A smartphone displaying a Bitcoin trading app interface next to two gold Bitcoin coins.

L’arrivée des ETF Bitcoin spot en janvier 2024 a amplifié ce basculement vers la custodial chain institutionnelle. Les flux cumulés vers ces produits – portés par des émetteurs comme BlackRock (IBIT) et Fidelity (FBTC), dont les encours cumulés ont dépassé 60 à 70 milliards de dollars de souscriptions nettes selon les données Farside Investors et Bloomberg ETF – ont capté une part substantielle de la demande retail qui, dans les cycles précédents, se serait matérialisée par des dépôts directs sur exchange. Le retail n’est pas absent du Bitcoin ; il y accède via son courtier, son assurance-vie ou son compte brokerage, sans jamais générer de transaction on-chain visible.

Quatrième vecteur : ce que les données off-chain révèlent par contraste – et pourquoi elles nuancent le signal d’alarme

Le tableau d’ensemble serait incomplet sans l’analyse des volumes de trading off-chain, qui raconte une histoire sensiblement différente. La moyenne mobile à 30 jours du volume quotidien de la paire BTC/USDT sur Binance se maintient au-dessus de 1,3 milliard de dollars – niveau qui dépasse largement les 600 millions observés pendant le marché baissier de 2018-2019. Sur Coinbase, la moyenne actuelle à 600 millions de dollars est quasiment identique à celle de 2022, une année pourtant marquée par les crashes Terra/Luna et FTX qui avaient dopé la volatilité et les volumes.

Ces chiffres indiquent que le marché reste liquide et actif, mais que la composition des participants a changé : les volumes sont davantage portés par des acteurs qui n’ont pas besoin de déposer des BTC on-chain pour trader – institutions utilisant des comptes omnibus, traders accédant via des produits dérivés régulés, investisseurs retail passant par des ETF. La baisse de l’activité on-chain des shrimps est donc moins un indicateur d’absence que d’intermédiation croissante.

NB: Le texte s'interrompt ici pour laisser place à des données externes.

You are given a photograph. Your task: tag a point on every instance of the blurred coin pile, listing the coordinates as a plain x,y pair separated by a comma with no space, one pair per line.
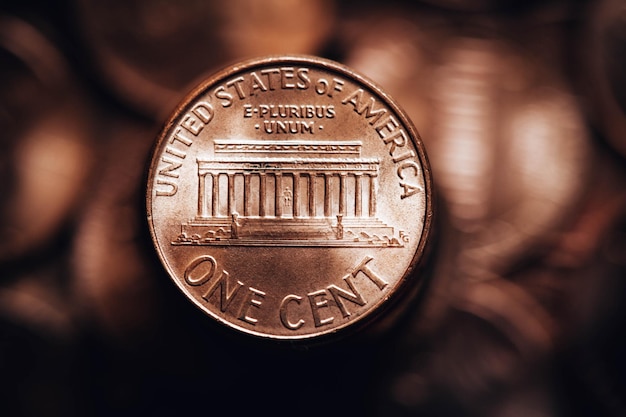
522,109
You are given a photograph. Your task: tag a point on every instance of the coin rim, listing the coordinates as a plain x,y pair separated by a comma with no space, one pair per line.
401,287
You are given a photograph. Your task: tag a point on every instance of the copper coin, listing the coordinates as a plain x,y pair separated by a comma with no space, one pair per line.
290,198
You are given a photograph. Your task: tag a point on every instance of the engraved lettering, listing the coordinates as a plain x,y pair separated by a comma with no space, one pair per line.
170,169
247,110
323,86
179,137
408,165
409,190
362,267
226,97
236,83
340,294
204,111
319,301
192,124
365,107
406,155
175,152
303,76
287,74
249,302
204,277
257,84
397,140
268,72
227,295
173,188
288,126
284,305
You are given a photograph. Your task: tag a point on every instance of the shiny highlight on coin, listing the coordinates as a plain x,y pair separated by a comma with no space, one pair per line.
290,198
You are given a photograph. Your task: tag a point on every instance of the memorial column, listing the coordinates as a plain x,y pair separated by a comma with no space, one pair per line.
358,197
202,206
262,194
215,195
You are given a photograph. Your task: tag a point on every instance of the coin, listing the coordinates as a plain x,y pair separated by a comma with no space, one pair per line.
290,198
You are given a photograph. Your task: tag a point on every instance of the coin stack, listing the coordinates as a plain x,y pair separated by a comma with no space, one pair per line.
455,168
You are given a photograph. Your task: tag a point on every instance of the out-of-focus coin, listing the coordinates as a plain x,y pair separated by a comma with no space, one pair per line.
114,287
40,369
149,51
603,58
506,138
45,155
290,198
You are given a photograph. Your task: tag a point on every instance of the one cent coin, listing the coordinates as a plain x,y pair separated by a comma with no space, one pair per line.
290,198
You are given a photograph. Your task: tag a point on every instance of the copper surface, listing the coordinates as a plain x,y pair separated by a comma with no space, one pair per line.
289,198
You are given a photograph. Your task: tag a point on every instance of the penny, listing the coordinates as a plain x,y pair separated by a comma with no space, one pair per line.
290,198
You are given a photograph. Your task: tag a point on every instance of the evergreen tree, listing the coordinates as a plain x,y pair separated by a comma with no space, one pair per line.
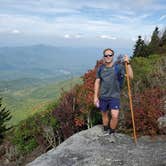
155,40
4,117
140,48
163,39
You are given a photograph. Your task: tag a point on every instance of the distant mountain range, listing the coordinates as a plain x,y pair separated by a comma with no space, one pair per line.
44,63
41,61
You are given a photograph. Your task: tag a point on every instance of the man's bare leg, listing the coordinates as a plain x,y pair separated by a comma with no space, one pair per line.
114,119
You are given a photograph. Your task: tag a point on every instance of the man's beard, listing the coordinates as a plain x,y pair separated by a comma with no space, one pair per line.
109,61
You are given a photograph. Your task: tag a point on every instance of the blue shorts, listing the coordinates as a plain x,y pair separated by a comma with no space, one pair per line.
109,104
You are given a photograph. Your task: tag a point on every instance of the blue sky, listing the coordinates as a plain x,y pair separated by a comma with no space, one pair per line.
79,22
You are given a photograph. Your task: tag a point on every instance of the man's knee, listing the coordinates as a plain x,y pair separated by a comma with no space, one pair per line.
115,114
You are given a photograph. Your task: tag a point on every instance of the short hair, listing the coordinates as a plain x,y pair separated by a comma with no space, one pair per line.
107,50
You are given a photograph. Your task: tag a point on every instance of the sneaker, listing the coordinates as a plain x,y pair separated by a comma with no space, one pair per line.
105,132
111,138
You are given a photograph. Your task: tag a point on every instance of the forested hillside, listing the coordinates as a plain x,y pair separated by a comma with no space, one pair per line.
75,111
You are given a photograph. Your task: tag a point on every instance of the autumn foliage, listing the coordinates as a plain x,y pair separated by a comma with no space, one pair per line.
76,106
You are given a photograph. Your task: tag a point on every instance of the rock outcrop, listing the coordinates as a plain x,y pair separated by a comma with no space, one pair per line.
90,148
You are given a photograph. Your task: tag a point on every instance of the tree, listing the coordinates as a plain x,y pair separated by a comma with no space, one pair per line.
163,42
155,40
4,117
140,49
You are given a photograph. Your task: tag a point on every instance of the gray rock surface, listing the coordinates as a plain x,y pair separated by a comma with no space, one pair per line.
90,148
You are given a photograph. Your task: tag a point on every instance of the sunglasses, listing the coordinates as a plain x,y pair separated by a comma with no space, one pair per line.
110,55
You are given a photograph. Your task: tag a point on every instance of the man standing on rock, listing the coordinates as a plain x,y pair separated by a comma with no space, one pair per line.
107,89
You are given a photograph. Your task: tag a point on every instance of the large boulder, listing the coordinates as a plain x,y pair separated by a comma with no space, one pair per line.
90,148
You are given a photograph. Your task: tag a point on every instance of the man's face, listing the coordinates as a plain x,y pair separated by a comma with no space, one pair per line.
108,56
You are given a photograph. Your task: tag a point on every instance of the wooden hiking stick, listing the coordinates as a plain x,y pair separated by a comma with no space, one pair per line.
130,99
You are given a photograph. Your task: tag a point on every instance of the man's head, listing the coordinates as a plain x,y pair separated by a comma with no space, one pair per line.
108,55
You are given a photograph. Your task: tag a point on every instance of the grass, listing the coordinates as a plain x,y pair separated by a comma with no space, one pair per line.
25,102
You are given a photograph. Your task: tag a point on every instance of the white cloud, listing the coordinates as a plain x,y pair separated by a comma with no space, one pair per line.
78,36
15,31
108,37
67,36
163,17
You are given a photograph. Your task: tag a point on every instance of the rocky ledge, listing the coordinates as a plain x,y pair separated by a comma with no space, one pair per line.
91,148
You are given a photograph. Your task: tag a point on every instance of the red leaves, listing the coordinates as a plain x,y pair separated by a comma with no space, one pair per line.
148,107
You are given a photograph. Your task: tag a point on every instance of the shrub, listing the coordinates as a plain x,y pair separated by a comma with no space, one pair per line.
4,118
148,107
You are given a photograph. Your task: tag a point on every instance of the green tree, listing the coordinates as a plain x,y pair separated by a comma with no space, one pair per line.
154,43
140,48
163,42
4,117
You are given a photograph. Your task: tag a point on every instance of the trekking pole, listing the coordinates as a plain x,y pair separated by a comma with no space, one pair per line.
131,105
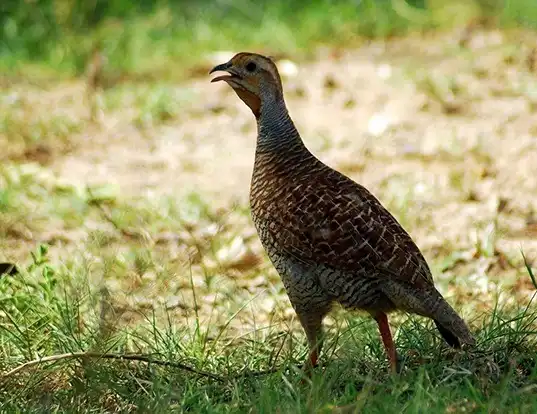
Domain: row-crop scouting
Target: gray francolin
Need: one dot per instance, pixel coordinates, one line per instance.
(328, 237)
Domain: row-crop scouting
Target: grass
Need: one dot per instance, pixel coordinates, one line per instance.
(165, 40)
(50, 310)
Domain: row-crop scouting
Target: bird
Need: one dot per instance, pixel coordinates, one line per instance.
(329, 238)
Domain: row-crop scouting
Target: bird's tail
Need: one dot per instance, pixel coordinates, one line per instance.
(430, 303)
(451, 326)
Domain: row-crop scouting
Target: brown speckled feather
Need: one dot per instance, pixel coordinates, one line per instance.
(328, 237)
(324, 217)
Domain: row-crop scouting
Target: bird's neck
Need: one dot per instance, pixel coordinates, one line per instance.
(276, 132)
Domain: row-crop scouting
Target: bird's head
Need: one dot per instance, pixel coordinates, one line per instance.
(253, 77)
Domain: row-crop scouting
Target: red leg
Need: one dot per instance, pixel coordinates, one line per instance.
(386, 335)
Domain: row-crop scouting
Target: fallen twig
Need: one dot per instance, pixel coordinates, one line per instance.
(133, 357)
(126, 357)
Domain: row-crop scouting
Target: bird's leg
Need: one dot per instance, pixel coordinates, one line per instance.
(386, 335)
(312, 324)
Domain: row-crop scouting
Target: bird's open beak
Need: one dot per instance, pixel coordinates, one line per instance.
(224, 67)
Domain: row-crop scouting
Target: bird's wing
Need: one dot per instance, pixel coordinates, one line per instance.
(339, 223)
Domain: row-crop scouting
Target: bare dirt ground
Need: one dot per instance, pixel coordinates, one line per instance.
(445, 137)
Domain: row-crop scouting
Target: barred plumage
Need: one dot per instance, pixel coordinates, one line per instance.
(328, 237)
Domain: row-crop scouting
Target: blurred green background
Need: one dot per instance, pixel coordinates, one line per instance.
(58, 36)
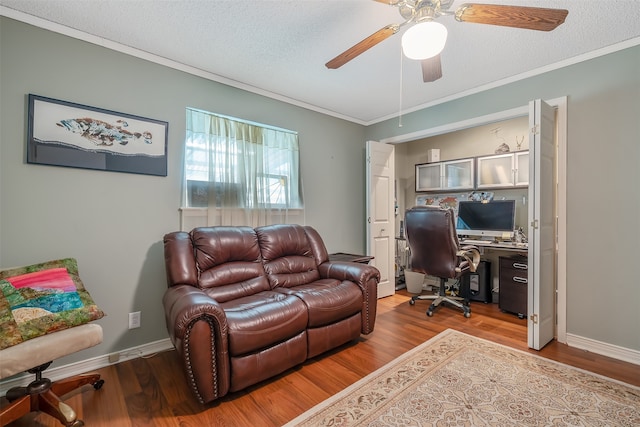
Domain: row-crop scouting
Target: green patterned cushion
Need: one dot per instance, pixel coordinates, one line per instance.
(43, 298)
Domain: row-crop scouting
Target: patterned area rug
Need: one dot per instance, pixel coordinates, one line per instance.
(458, 380)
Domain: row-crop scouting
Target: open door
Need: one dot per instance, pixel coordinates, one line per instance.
(542, 243)
(380, 169)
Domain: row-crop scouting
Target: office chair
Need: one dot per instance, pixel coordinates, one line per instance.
(42, 394)
(435, 251)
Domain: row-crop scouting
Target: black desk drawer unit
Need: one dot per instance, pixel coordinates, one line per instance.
(513, 285)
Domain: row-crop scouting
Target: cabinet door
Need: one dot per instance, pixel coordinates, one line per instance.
(522, 168)
(429, 177)
(495, 171)
(458, 174)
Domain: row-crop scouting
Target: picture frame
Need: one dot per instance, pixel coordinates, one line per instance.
(62, 133)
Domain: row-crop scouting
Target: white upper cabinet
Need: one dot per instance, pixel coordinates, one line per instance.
(503, 170)
(450, 175)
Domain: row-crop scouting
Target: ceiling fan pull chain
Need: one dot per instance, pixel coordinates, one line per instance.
(401, 85)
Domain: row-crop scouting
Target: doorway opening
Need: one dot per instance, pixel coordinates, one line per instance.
(560, 106)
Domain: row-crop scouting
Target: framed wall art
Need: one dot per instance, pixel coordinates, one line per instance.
(62, 133)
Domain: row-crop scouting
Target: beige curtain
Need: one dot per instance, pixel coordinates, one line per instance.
(242, 172)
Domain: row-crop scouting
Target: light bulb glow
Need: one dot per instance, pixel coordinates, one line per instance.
(424, 40)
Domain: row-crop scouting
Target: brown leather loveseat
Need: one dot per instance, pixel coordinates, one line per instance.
(246, 304)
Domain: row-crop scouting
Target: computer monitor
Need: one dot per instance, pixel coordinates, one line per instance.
(494, 219)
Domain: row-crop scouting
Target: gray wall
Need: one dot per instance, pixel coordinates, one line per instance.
(113, 223)
(603, 200)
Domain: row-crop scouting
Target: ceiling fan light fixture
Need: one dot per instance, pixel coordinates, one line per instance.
(424, 40)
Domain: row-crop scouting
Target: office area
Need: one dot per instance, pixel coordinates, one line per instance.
(482, 174)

Cinquième vecteur : les risques d’interprétation – biais de survivant, limites de la métrique et faux signal

L’indicateur utilisé souffre d’un biais de construction intrinsèque : il mesure les flux vers Binance spécifiquement, un exchange dont la part de marché mondiale n’est pas fixe dans le temps. La montée en puissance de plateformes alternatives, le développement des DEX, l’essor des exchanges régionaux en Asie du Sud-Est ou en Moyen-Orient depuis 2022, et surtout la croissance des plateformes régulées européennes sous MiCA constituent autant de canaux qui « absorbent » du retail sans être capturés par cet indicateur. Une baisse des dépôts retail sur Binance pourrait donc partiellement refléter une diversification géographique et réglementaire des flux, et non un retrait pur.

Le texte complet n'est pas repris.